DarkKarmaIlama · 04/12/2022 11:21

@WetBandits

Not the point though is it if this child would make a cute angel or a cute donkey or whatever!

Irrelevant.

The child was not treated well at all.

Suffrajitsu · 04/12/2022 11:21

CaronPoivre · 04/12/2022 10:08

Most children would prefer the bigger angel role. Usually much more coveted. It’s a speaking role. Sell it to her and do a fabulous costume.

Since when is the angel role automatically a speaking role? Fine if you're the angel Gabriel, but most angels in nativity plays are simply chorus with no individual speaking role.

ArrrrrghStopLickingTheDog · 04/12/2022 11:22

I agree @DarkKarmaIlama

girlmom21 · 04/12/2022 11:22

Use it as a learning opportunity to encourage her to say how she really feels in future. The teacher didn't really do much wrong, although I'd have asked the other girl if she'd have minded the school borrowing the costume rather than giving her the role.

Suffrajitsu · 04/12/2022 11:22

crochetmonkey74 · 04/12/2022 10:50

I can understand she is upset but likely this is just a small decision by teacher (one of a hundred each day)
Absolutely no to the teacher being 'made to apologise' to a 9 year old
We are not puppets for parents

Doing the decent thing doesn't make you a puppet.

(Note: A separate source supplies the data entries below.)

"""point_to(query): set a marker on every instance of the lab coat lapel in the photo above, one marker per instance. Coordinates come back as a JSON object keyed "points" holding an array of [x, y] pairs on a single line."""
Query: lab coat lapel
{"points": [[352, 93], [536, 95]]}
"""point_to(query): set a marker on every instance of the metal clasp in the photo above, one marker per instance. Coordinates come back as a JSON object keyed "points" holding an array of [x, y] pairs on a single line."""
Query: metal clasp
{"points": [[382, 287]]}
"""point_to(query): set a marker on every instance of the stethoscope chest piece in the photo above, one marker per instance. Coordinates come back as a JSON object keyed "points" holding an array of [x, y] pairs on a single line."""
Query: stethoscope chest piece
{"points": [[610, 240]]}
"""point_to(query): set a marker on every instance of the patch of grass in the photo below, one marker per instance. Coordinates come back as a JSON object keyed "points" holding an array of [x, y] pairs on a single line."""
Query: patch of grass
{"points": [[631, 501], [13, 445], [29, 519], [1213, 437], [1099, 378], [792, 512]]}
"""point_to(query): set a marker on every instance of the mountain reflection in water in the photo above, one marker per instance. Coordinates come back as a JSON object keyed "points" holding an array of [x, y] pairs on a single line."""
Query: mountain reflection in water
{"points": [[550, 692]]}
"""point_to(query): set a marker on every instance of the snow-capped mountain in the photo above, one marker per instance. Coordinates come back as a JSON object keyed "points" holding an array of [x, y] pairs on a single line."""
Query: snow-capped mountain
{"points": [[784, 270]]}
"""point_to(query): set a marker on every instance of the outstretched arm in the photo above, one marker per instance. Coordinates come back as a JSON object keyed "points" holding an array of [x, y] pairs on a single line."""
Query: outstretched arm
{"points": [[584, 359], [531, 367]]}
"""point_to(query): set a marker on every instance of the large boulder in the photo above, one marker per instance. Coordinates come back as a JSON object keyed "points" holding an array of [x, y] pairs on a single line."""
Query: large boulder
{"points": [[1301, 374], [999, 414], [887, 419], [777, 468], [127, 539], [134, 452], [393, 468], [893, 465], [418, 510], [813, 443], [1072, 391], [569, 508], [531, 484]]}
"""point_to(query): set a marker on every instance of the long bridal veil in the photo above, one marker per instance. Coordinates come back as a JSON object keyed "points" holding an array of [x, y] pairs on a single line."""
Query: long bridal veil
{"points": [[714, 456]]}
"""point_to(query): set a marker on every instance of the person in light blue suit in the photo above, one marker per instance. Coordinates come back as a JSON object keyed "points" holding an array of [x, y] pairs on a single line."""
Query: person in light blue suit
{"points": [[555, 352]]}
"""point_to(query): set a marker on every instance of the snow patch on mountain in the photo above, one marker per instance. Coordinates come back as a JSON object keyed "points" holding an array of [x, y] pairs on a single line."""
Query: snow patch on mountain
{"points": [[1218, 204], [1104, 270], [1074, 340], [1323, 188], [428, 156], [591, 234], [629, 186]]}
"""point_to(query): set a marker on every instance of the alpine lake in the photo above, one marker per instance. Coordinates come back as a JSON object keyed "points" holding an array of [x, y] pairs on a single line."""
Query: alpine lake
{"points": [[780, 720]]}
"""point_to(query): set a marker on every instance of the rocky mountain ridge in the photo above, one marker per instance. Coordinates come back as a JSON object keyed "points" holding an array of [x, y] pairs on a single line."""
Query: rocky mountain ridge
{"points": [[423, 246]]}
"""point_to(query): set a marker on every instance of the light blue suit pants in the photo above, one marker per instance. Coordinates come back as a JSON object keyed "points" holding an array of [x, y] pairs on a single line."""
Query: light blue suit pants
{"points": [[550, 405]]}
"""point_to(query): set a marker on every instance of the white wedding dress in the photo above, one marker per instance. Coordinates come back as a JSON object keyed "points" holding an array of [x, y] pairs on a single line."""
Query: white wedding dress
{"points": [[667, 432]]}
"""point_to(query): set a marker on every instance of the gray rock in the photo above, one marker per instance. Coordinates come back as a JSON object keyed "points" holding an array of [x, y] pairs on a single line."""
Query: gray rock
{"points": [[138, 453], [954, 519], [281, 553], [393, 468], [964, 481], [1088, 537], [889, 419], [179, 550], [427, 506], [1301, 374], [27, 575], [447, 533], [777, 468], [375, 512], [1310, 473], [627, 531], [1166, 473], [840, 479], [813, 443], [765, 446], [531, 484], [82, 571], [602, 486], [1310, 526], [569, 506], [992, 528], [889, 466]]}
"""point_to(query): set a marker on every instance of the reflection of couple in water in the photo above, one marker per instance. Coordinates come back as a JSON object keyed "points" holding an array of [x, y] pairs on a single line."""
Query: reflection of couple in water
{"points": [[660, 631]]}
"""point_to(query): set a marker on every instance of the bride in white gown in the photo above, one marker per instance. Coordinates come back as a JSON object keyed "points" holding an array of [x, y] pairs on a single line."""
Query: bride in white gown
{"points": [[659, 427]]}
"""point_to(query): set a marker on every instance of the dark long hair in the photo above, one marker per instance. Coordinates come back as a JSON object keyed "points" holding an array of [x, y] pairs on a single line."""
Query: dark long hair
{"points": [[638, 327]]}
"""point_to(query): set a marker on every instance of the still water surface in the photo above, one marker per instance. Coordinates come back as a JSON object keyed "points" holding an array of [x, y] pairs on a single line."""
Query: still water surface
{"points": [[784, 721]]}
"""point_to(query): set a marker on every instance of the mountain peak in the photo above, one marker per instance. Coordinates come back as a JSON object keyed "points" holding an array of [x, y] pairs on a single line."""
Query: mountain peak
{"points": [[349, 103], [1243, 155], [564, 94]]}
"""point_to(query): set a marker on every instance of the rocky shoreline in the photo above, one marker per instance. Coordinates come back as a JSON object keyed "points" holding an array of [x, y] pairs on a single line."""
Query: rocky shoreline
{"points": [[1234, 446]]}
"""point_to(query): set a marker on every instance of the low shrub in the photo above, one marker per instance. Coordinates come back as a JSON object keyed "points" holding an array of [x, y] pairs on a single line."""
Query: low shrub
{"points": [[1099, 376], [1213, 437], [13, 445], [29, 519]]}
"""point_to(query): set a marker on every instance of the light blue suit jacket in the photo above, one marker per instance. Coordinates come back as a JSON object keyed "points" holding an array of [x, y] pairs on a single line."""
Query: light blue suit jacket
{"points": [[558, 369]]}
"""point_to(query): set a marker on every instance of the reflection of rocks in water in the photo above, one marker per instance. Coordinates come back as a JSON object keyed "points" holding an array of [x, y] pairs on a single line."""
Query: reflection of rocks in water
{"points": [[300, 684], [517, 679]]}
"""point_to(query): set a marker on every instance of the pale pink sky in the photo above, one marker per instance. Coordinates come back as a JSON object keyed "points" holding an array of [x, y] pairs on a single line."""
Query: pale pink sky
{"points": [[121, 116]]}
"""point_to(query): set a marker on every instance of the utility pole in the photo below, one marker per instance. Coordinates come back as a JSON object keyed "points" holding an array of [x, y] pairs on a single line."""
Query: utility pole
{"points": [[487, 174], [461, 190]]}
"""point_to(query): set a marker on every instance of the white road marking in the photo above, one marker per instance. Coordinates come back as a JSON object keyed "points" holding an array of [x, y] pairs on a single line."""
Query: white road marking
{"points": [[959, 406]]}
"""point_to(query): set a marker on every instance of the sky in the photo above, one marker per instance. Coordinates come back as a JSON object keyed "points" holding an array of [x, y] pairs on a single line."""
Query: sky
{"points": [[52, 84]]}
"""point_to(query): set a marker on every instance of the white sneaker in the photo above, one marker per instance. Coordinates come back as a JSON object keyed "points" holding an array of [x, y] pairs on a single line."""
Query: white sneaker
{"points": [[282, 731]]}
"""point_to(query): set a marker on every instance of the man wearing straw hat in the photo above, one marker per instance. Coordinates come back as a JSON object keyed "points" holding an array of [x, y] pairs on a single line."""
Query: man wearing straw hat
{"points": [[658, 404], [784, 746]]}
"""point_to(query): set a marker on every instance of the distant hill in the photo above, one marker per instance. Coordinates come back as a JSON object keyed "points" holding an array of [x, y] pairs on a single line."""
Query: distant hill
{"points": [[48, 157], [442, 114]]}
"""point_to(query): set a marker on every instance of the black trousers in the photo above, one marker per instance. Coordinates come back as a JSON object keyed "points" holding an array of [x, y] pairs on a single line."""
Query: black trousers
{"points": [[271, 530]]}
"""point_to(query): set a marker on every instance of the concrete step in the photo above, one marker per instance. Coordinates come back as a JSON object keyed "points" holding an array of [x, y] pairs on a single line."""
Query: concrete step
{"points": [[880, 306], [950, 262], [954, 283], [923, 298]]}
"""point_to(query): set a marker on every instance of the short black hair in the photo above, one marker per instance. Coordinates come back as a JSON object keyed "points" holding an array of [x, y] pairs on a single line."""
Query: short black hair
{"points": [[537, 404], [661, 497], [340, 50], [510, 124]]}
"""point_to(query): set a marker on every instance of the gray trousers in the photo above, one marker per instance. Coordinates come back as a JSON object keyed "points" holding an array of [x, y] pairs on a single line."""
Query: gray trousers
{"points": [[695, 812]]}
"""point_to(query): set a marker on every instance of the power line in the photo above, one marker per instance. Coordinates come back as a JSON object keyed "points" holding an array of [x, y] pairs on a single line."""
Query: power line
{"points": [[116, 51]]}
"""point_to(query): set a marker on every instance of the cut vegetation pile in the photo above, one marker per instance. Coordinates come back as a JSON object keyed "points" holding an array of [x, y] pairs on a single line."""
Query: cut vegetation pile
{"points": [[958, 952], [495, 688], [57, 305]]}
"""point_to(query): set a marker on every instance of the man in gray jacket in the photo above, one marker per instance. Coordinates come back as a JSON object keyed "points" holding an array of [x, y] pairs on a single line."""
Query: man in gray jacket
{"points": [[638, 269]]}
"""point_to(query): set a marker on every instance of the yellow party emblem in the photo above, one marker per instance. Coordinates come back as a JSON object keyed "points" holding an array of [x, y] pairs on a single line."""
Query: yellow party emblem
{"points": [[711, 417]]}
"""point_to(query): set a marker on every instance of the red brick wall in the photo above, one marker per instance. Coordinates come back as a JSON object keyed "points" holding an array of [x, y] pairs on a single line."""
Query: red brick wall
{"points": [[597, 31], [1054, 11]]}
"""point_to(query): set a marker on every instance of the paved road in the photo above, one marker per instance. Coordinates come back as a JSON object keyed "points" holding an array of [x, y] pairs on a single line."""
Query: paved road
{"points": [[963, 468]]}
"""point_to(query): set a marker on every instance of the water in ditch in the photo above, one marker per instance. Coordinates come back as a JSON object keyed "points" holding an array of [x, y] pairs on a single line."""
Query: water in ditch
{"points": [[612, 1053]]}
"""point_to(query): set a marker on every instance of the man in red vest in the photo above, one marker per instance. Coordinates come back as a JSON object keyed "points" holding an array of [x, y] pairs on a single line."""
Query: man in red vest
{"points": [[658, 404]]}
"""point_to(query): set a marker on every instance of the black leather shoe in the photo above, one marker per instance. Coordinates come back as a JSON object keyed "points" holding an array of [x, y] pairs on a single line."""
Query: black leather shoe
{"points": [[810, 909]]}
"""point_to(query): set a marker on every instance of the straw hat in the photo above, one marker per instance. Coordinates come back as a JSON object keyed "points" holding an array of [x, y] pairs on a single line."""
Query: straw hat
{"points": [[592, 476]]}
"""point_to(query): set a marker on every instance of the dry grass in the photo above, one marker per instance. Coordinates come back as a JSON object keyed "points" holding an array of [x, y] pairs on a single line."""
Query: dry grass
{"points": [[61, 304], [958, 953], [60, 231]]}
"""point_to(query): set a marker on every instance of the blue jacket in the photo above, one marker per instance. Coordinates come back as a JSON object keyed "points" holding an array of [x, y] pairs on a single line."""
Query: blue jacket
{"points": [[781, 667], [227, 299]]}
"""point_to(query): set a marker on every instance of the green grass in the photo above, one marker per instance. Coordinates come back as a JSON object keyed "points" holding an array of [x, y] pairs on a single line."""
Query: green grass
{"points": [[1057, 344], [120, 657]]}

If you have needlessly disappointed a child, it's not a small decision to her, it's a great big one. You shouldn't be made to apologise because you should do it off your own bat.

Dontaskdontget · 04/12/2022 11:23

CaronPoivre · 04/12/2022 10:08

Most children would prefer the bigger angel role. Usually much more coveted. It’s a speaking role. Sell it to her and do a fabulous costume.

Bollocks. Being Mary is so in demand that there’s even a BBC movie called “I want to be Mary”

OP this was a horrible thing for them to do your child: basically they made her the star of the play then fired her. If the other child has a Mary costume then I’m guessing she’s already played that part once?!

I’d demand that she be reinstated and make a huge fuss personally, teachers shouldn’t treat a child like that and an apology isn’t good enough. When institutions let down our children we have to stand up for them. How you and the teacher play this now is something she will remember for life.

HoppingPavlova · 04/12/2022 11:24

Does Mary slap Joseph? If not, who? All of the Wise Men? Invested now.

diddl · 04/12/2022 11:26

She was getting to slap someone in the play. How exciting.😂😂😂😂😂😂

If a costume was all that was needed for the "Mary" role they should have used that as the criteria!

toomuchlaundry · 04/12/2022 11:28

I was Mary in Primary School nativity. Think I had one word and spent most of the play sitting on the side of the stage with Joseph (we loathed each other and would have quite liked to slap him 😳) Think I was chosen because I could sit quietly, certainly not for my acting skills.

PeterRabbitHadACarrot · 04/12/2022 11:29

HoppingPavlova · 04/12/2022 11:24

Does Mary slap Joseph? If not, who? All of the Wise Men? Invested now.

I was hoping the angel Gabriel for impregnating her.
(I'm not entirely clued up on christain mythology but I think that is what happened!).

wintersdreams · 04/12/2022 11:30

Oooooooooooooh · 04/12/2022 10:53

Oh give over @crochetmonkey74 an apology would go along way , or are teachers above common decency?
I'll always apologise to students if I feel I've made a mistake

100% agree with this.

I’m a teacher and also think this is poor, my class are so excited for our Christmas play and would be so upset if I decided to start switching parts around! I don’t think you’re unreasonable for wanting an apology. I would also apologise to any of my students if I thought I’d made an error

PlaitBilledDuckyPuss · 04/12/2022 11:30

Tell them you'd bought materials for a costume and started working on it, so you want compensation.